Stream: ideas

Topic: Encoders/Decoders


view this post on Zulip Kevin Gillette (Mar 14 2022 at 02:47):

Regarding Encoders/Decoders (as briefly mentioned in the #Abilities doc), is there thought about support for incremental operations, i.e. streaming to or from a file, connection, or "effect source/sink" ? It is regularly the case that buffering wire data in memory is problematic (decoding/decoding in terms of a string), since even with refcounting, there is a moment in which you pay the memory cost for both the wire data and the structured form, and processing gigabytes of data at a time is a realistic workload.
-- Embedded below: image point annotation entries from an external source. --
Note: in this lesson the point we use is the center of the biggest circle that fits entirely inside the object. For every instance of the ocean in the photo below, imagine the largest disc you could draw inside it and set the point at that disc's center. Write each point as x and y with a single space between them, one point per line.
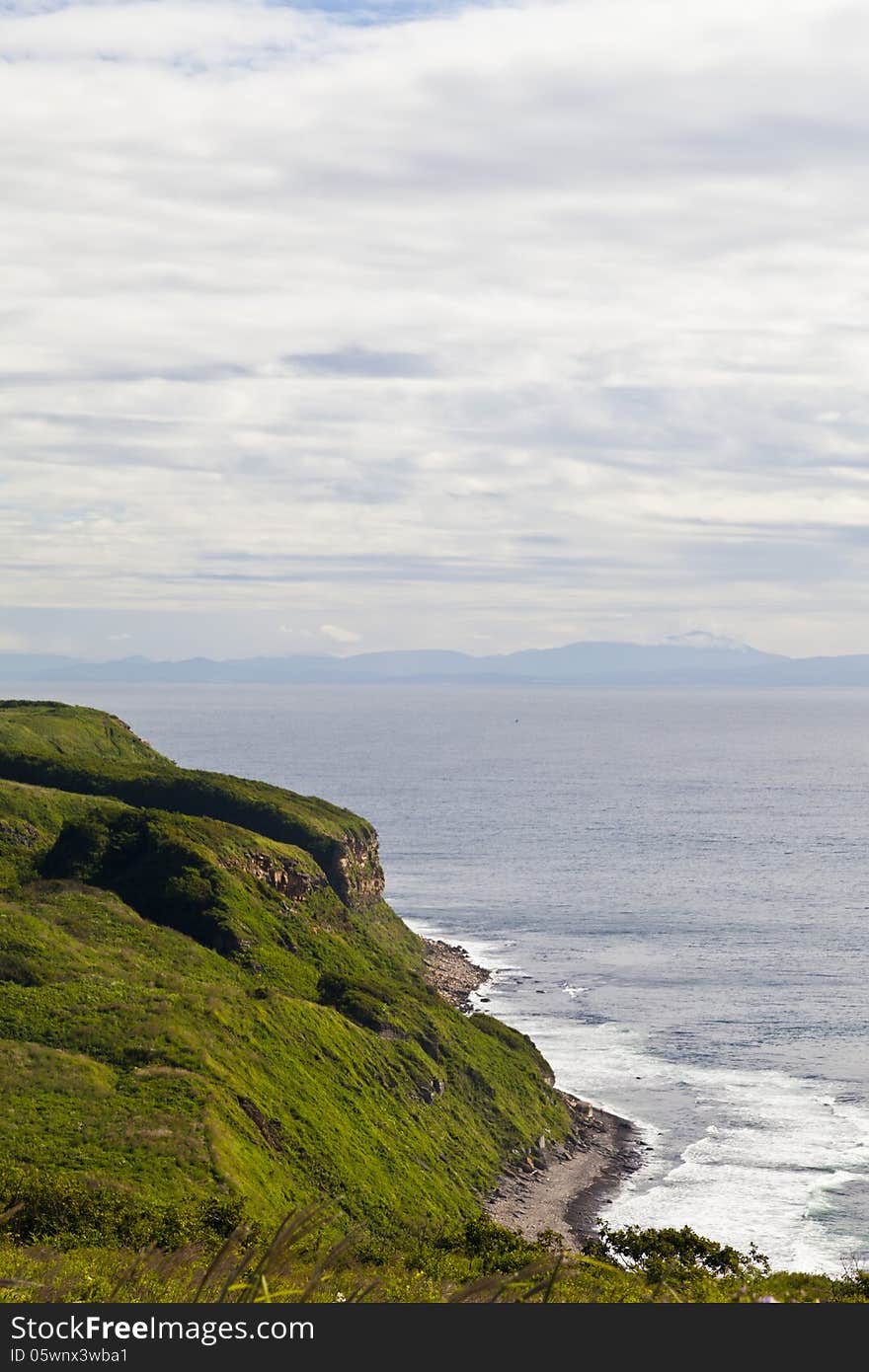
672 888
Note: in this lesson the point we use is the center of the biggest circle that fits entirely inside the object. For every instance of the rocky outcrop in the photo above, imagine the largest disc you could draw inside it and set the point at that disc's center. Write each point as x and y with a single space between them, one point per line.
452 974
281 875
355 869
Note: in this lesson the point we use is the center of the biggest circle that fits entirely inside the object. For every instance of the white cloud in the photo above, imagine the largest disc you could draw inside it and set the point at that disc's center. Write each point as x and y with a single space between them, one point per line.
545 316
338 634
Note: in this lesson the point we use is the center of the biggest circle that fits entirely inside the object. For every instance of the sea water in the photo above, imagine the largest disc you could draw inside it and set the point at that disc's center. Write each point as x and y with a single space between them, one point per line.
671 885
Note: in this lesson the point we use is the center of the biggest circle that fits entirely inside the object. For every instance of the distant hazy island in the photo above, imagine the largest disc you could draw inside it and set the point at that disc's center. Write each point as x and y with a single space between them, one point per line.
689 660
214 1030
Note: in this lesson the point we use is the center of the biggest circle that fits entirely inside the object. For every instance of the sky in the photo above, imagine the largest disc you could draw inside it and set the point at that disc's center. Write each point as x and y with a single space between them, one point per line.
412 326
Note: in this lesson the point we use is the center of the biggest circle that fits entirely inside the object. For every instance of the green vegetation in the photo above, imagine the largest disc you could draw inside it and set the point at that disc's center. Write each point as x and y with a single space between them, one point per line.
210 1020
194 1020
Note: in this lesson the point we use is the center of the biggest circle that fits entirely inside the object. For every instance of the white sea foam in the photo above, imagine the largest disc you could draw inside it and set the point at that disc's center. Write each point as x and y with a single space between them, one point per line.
770 1156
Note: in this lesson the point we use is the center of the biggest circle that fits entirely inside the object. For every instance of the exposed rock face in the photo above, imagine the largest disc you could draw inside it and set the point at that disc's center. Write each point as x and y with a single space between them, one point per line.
280 875
355 870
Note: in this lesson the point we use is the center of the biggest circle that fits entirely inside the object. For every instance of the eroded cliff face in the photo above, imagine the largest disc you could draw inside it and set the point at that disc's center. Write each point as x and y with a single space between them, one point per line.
355 870
281 875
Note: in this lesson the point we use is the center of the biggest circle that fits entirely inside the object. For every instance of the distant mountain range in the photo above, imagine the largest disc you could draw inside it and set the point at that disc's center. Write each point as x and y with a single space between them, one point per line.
692 660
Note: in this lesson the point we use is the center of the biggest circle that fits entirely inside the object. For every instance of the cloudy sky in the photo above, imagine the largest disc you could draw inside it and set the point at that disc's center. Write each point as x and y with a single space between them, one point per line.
433 326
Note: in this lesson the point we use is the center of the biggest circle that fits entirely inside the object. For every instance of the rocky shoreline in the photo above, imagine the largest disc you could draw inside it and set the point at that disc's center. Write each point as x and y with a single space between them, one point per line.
450 971
565 1185
553 1185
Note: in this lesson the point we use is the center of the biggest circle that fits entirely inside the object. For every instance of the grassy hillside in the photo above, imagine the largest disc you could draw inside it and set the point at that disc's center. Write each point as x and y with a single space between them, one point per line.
206 1009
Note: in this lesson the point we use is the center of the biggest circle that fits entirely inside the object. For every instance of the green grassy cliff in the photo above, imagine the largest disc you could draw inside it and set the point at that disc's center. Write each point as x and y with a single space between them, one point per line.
206 1009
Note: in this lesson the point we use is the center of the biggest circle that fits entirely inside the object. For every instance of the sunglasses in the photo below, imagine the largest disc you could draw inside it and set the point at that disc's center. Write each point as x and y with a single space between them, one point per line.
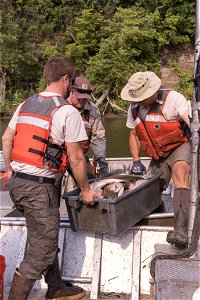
73 79
82 91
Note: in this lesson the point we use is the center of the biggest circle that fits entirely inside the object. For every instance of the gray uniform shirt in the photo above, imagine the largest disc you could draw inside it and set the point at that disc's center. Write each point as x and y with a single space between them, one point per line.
98 139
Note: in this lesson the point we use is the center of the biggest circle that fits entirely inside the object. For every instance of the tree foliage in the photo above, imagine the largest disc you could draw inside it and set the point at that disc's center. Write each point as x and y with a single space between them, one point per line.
107 40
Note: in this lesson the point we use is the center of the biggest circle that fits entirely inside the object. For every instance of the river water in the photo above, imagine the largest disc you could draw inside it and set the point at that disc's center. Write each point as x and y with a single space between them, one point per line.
117 135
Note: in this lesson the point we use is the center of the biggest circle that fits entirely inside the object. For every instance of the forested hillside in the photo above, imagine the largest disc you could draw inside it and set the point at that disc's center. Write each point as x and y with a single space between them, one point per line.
107 40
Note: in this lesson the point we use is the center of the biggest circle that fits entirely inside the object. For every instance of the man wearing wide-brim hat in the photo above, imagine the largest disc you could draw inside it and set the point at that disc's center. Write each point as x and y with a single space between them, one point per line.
159 125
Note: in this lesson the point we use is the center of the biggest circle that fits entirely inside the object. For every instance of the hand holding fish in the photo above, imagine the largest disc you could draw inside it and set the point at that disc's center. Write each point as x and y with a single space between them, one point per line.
89 195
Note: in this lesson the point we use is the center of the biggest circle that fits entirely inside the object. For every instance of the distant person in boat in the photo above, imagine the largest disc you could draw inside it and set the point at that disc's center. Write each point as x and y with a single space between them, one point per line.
159 125
80 97
42 135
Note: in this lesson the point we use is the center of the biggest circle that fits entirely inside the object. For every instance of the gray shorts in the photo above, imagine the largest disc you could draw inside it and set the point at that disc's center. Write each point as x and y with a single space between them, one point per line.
165 164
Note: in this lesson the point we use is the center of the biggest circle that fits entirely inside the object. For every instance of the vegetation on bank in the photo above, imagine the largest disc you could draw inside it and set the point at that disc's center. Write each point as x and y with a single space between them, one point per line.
108 40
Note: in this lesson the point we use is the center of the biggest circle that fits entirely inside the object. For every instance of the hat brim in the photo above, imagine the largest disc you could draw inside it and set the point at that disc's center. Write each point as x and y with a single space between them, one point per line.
82 95
152 89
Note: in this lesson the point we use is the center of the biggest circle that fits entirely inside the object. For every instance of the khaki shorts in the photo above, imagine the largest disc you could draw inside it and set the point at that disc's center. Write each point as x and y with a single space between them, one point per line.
165 164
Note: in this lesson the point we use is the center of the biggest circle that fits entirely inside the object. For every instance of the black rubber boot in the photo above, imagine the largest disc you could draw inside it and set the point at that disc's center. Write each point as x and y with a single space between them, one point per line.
179 236
20 288
57 289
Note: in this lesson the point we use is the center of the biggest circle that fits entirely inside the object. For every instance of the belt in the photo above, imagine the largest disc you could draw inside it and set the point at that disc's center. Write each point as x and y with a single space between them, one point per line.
38 179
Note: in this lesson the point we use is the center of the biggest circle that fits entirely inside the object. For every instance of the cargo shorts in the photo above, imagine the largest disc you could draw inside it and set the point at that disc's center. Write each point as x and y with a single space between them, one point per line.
40 205
165 164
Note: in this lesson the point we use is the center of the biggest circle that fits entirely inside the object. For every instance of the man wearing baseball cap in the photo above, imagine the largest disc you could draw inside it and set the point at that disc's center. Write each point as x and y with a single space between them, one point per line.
80 97
159 125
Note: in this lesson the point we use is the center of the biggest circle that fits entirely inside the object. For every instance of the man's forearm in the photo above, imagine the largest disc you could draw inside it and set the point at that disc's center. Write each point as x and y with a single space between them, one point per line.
79 171
134 145
99 148
78 165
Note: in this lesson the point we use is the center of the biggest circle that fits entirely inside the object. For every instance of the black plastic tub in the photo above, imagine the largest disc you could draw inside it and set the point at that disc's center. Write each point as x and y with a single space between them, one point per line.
115 216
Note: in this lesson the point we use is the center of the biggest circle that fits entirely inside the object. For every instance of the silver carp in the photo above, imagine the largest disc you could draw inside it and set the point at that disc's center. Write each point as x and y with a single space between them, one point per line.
115 186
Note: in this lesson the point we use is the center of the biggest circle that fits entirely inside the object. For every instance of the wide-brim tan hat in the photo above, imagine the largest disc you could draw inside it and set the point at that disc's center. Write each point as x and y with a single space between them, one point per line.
140 86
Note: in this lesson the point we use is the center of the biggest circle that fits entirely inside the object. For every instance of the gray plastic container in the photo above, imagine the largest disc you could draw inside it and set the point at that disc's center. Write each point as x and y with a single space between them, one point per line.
115 216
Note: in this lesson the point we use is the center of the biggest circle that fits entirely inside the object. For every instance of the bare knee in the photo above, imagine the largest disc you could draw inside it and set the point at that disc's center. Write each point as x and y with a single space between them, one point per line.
180 174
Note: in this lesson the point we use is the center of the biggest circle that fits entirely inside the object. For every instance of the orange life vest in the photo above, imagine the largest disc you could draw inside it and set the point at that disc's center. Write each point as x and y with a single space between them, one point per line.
33 144
158 137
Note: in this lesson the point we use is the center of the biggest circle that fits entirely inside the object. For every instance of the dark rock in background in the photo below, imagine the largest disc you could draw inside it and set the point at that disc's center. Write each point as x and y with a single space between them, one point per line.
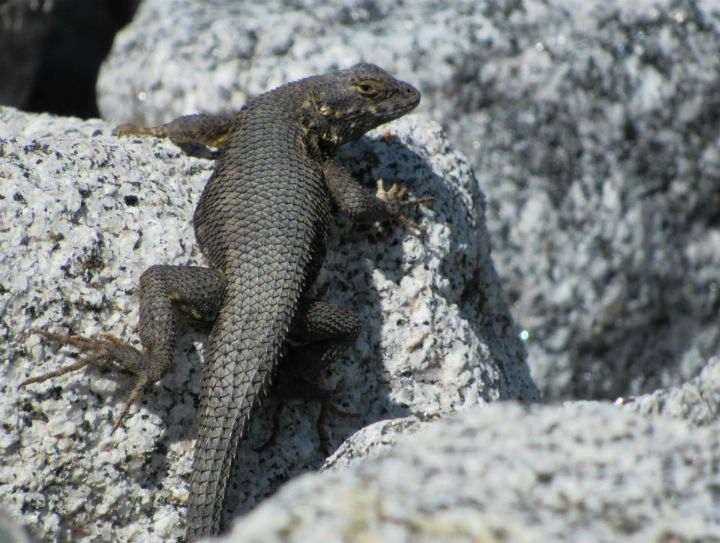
51 50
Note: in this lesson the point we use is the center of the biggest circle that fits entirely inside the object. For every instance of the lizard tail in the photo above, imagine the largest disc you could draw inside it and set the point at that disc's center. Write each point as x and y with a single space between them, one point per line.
246 349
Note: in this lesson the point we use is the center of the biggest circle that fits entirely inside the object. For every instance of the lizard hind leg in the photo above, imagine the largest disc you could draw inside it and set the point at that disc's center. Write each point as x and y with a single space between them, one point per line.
107 348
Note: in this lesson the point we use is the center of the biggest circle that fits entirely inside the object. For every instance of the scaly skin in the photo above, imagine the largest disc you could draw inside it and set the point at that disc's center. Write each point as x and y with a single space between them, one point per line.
262 224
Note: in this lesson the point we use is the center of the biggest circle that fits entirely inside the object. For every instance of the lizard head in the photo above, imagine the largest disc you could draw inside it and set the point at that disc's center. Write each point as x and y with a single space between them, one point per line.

Further, even if the data source can be trusted, it is unreasonable to read gigabytes of data you expect to be JSON, only to then attempt to decode and realize that the very first byte is "<" (as in XML, for example).

Also relevant to this discussion is streaming encoders and decoders, such as for https://jsonlines.org/. If support is flexible enough, it'd be compelling, but niche to also allow encoding or decoding into a JSON array of objects (or equivalents in other formats) without needing to to buffer either the full wire data nor the list of records within Roc (essentially by handling/disposing of an envelope [the array] then processing internal data via streaming an element at a time).

The Go language, for example, does a pretty good job of making "readers" and "writers" consistently applicable to just about anything that looks like a byte-stream (files/stdio, sockets, memory buffers, gzip wrappers around any of the above, etc), and can encode to or from an arbitrary amount of data with only a ~4 KiB of overhead (a fixed buffer window for performance); generating on-the-fly tar.bz2 data containing gzip'd members sourced from incoming socket data we're sending the result back to is, for example, trivial to express and has negligible overhead regardless of the amount of data being streamed. What Go typically does not do well in this regard is separating compatibility/validation from the actual streaming (making sure the data can be encoded prior to sending the first byte, or can be decoded before receiving the first byte). It sounds like the Abilities approach in Roc will allow this determination to be made at compile time.

In any case, I'd normally consider this a platform consideration, but if Encoders/Decoders are to be included in the stdlib, this topic should be broached. While most situations will correctly consume or produce strings, without a consistent approach to handling byte-stream data (preferably via an abstraction, such as a per-datum callback), some needs will prove especially awkward to express, particularly in a platform independent way.

view this post on Zulip Richard Feldman (Mar 14 2022 at 03:16):

sounds interesting! I hadn't thought about it, but seems worth keeping in mind when getting into design specifics of those abilities (which I haven't yet gotten to)


Last updated: Jun 16 2026 at 16:19 UTC